🤖 AI Summary
Existing methods struggle to efficiently optimize sparsely occurring secondary behavioral preferences—such as thoroughness or expertise—in language models while preserving primary task accuracy, due to sparse rewards and low training efficiency. This work proposes a Vector-Guided Policy Optimization framework that extends GRPO by introducing behavior-aligned guidance vectors. By sampling trajectories under varying guidance intensities, the approach enables controllable optimization of behavioral strength and enhances policy learning efficiency through internalization of these vectors. The method reformulates sparse behavioral control as tunable sampling from a guidance distribution, offering both theoretical guarantees and empirical effectiveness. Experiments on benchmarks including MATH and MMLU-Pro demonstrate significant improvements in controllability across four behavioral preferences while maintaining or even improving primary task accuracy, outperforming baselines such as reward shaping and teacher trajectory distillation.
📝 Abstract
Modern language models often need to optimize a primary accuracy objective while also accommodating secondary behavioral preferences, such as verbosity, agreeableness, or the level of technical expertise in its response. In practice, a base model may exhibit a desired behavior very rarely or not at all.

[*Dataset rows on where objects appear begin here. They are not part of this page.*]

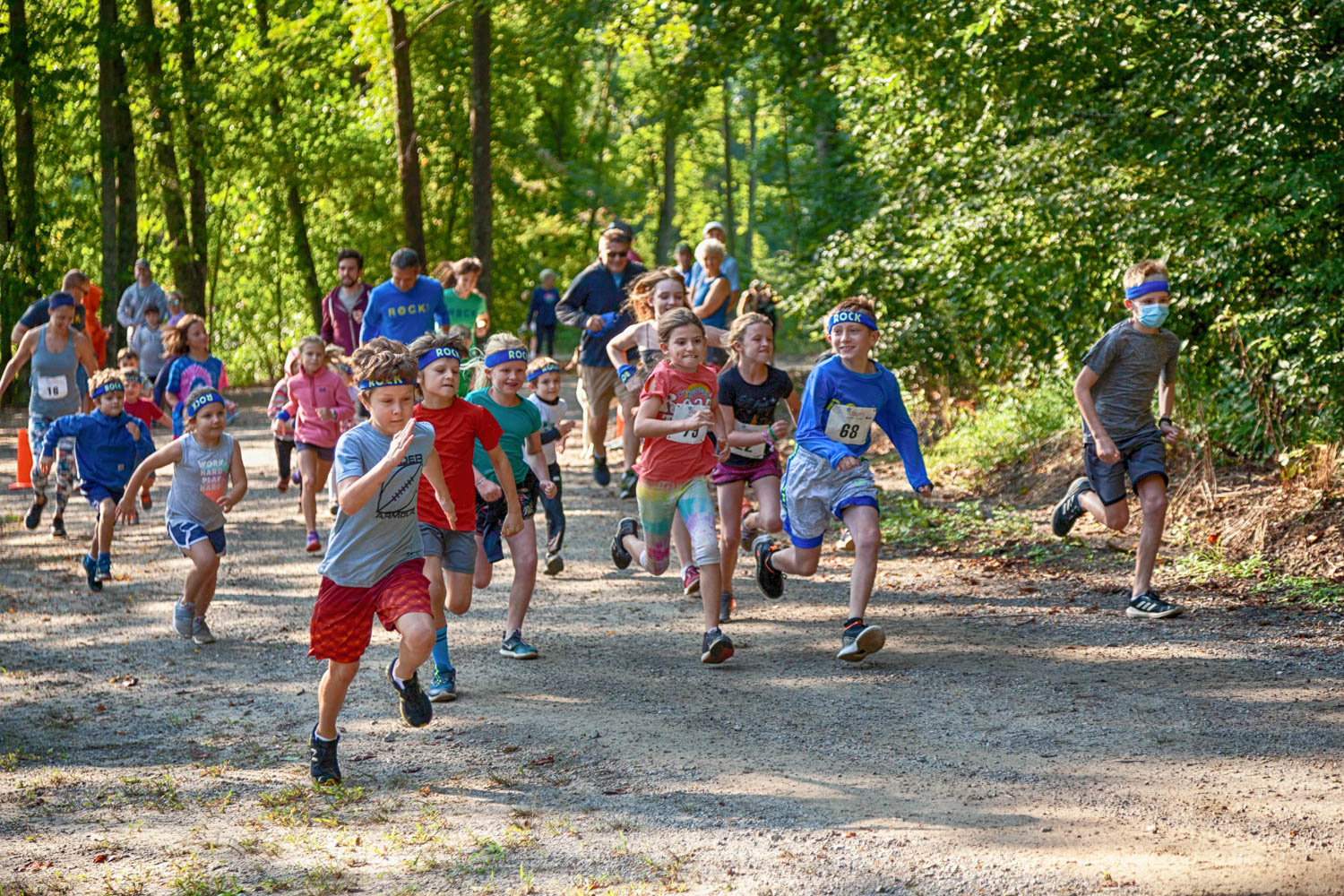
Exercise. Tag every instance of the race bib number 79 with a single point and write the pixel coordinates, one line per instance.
(849, 425)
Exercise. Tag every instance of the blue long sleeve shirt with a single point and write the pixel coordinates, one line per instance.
(839, 409)
(105, 452)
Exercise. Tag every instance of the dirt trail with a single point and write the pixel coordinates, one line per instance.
(1018, 735)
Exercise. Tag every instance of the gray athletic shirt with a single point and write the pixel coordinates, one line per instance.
(199, 478)
(1128, 366)
(366, 546)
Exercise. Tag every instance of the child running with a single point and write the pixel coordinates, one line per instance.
(374, 562)
(317, 403)
(207, 482)
(677, 410)
(451, 547)
(653, 295)
(1115, 394)
(496, 390)
(749, 392)
(108, 445)
(828, 474)
(543, 376)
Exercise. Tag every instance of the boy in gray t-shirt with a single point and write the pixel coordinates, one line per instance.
(1115, 392)
(374, 559)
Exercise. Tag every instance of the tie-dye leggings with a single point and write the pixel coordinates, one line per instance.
(659, 503)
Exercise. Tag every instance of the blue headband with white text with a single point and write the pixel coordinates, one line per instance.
(505, 357)
(1142, 289)
(851, 317)
(435, 354)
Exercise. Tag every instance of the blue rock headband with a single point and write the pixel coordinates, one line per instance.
(202, 401)
(1142, 289)
(851, 317)
(505, 357)
(110, 386)
(543, 371)
(435, 354)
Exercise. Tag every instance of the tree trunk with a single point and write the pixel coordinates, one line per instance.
(483, 203)
(667, 211)
(195, 140)
(293, 198)
(180, 254)
(408, 142)
(730, 225)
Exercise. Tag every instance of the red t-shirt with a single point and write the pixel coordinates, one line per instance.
(682, 455)
(457, 429)
(144, 410)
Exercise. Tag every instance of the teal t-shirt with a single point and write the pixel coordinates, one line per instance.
(518, 424)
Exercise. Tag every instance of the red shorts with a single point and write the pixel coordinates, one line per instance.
(343, 618)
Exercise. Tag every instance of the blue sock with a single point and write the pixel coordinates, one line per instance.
(441, 649)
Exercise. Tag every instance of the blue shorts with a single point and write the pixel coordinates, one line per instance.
(96, 493)
(187, 533)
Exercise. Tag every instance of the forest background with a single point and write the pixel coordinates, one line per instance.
(984, 169)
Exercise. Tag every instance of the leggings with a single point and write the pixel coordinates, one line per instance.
(659, 503)
(38, 426)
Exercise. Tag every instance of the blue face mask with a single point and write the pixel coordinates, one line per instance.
(1153, 314)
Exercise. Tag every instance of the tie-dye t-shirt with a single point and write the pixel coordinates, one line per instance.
(199, 479)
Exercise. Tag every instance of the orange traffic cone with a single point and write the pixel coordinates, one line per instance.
(24, 463)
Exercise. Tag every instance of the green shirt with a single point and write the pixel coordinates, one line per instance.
(518, 424)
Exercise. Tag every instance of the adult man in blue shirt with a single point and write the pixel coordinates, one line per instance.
(406, 306)
(593, 301)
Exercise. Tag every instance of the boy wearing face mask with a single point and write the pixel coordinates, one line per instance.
(1115, 392)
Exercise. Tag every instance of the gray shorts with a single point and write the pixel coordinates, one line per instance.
(454, 549)
(812, 492)
(1140, 455)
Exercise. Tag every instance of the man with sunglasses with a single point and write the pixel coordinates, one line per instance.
(593, 303)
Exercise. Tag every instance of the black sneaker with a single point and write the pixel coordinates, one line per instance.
(322, 759)
(1069, 509)
(628, 481)
(859, 641)
(620, 556)
(769, 581)
(1150, 605)
(34, 516)
(715, 648)
(416, 707)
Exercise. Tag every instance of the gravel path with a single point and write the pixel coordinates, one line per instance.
(1018, 735)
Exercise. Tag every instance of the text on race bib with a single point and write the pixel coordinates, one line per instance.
(849, 425)
(753, 452)
(53, 387)
(685, 411)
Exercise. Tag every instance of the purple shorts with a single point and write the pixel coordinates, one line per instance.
(725, 473)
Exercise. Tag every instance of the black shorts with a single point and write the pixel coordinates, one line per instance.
(1140, 455)
(489, 514)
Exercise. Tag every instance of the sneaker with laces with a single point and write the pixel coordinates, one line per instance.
(859, 641)
(715, 648)
(1069, 509)
(620, 556)
(768, 579)
(1150, 605)
(201, 632)
(691, 581)
(182, 616)
(414, 705)
(322, 759)
(515, 648)
(91, 573)
(443, 685)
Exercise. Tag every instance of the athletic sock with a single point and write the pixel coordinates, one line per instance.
(440, 651)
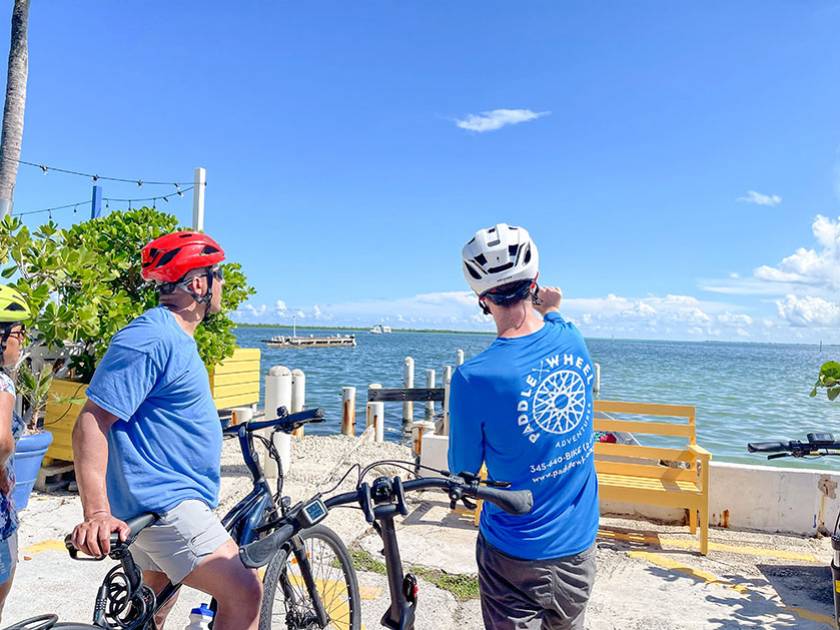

Thus, endowing the model with a target behavior creates a sparse behavioral reward bottleneck. To address such multi-objective problems, we introduce Vector-Steered Policy Optimization (VSPO) which employs a steering vector associated with the target behavior to control the behavior intensity of the generated rollouts. VSPO is obtained by modifying GRPO to sample rollouts with varying steering intensities. This process can be interpreted as an on-policy latent self-distillation procedure where the model internalizes its steering vector. By varying steering intensities, VSPO upsamples rare behaviors and enriches rollout diversity, which alleviates the sparse reward issue and provably accelerates the policy optimization. Through comprehensive theory and experiments, we establish that VSPO has favorable properties compared to vanilla reward shaping and other alternative approaches. Specifically, under a bandit abstraction, VSPO provably achieves better iteration complexity than reward-shaped GRPO when the steering-induced distributions are sufficiently aligned with the target behavior. We evaluate VSPO across multiple reasoning benchmarks, including MATH and MMLU-Pro, for four target behaviors: explanation expertise, confidence expression, robustness to misleading context, and response verbosity. Our results show that VSPO consistently improves the control along target behavior while maintaining or improving task accuracy compared with reward shaping, teacher-trace distillation, and guidance-based baselines.